Segue aqui o link da matéria citada https://www.cafehistoria.com.br/revisionismo-hungria-monumento/
Aline, adorei a crônica. Fomos Luisa e eu em 2013. Ficamos umas boas horas nesse lugar. E sua visão me fez lembrar de coisas que não percebi na época – tão preocupado estava em dar um beijo na boca de Lenin por exemplo…rs. Enfim, essa nota sobre o caminho proposto, o símbolo do inifito e tudo mais era algo que me passara despercebido, Você nota bem como o parque dialoga com a arquitetura do realismo socialista, A aridez mesmo, os caminhos de pedra/seixos quase como concreto, nenhuma árvaro, tudo lembra as praças das novas cidades do realismo socialista e do nosso modernismo também. Também é curioso como , na cidade de Budapeste, restaram alguns símbolos/monumentos. E uma das coisas que me chamou atenção eram os tours históricos pela cidade que procuravam ressignificar alguns dos monumentos e edifícios restantes (construções de cara´ter utilitário que foram assim monumentalizadas como expressão daquele tempo). Eu penso seu texto como essa crônica distante porque é assim a percepção/sensibilidade pedestres da história: ver, descrever, sentir a cidade. O que você sentiu no cemitério das estátuas? Nostalgia foi algo que me tomou. E o senso de que o realismo socialista era mesmo de uma feiura brutal! A sensação que também tive é que a estátuas foram exiladas para fora da cidade, não? O lugar é bem distante. E quando falamos com uma das guias do tour que desejávamos ir até lá ela nos olhou com uma interrogação incrédula. Muito boa sua lembrança. Ah! Em Moscou há (ou havia) um lugar semelhante: Muzeom Art Park (https://www.atlasobscura.com/places/fallen-monument-park)
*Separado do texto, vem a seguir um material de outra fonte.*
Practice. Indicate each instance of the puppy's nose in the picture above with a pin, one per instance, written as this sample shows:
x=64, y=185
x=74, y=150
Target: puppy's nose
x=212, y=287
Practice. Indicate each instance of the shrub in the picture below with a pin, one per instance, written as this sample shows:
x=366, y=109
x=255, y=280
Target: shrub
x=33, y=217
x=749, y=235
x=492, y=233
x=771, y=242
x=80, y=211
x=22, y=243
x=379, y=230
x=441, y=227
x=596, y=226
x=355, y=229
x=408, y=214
Ah Marcelo, obrigada por também compartilhar um pouco de sua experiência nesse lugar incrível. Nós fomos três anos depois de vocês e o texto é uma costura das minhas lembranças no lugar, do que me despertaram as fotografias revisitadas depois de quase quatro anos da visita e o guia de lá que comprei e que me muniu de mais informações.
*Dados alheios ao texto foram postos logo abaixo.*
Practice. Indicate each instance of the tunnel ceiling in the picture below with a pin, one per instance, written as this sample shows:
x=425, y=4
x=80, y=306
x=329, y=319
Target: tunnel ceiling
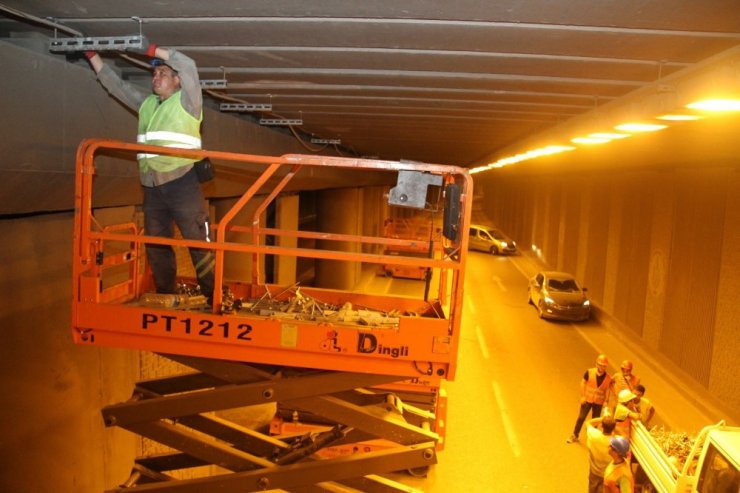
x=436, y=81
Minha sensação foi tristeza, sabe? Melancolia pela perda de algo que nem chegou a ser concretizado e que aqueles monumentos evocavam tanto. Um sonho não realizado, tornado pesadelo. Passado desprezado, alijado da cidade. Nós também fomos olhados com estranheza quando perguntamos como chegar ao Memento Park. Me parece que o lugar não foi inserido no circuito turístico e que, para a população local, nem vale a ida… como se o fato de não integrar a cidade fosse um importante passo para o esquecimento. Enfim… Obrigada também pela indicação do lugar em Moscou. Imagina se isso vira moda? hahahahaha Forte abraço, querido.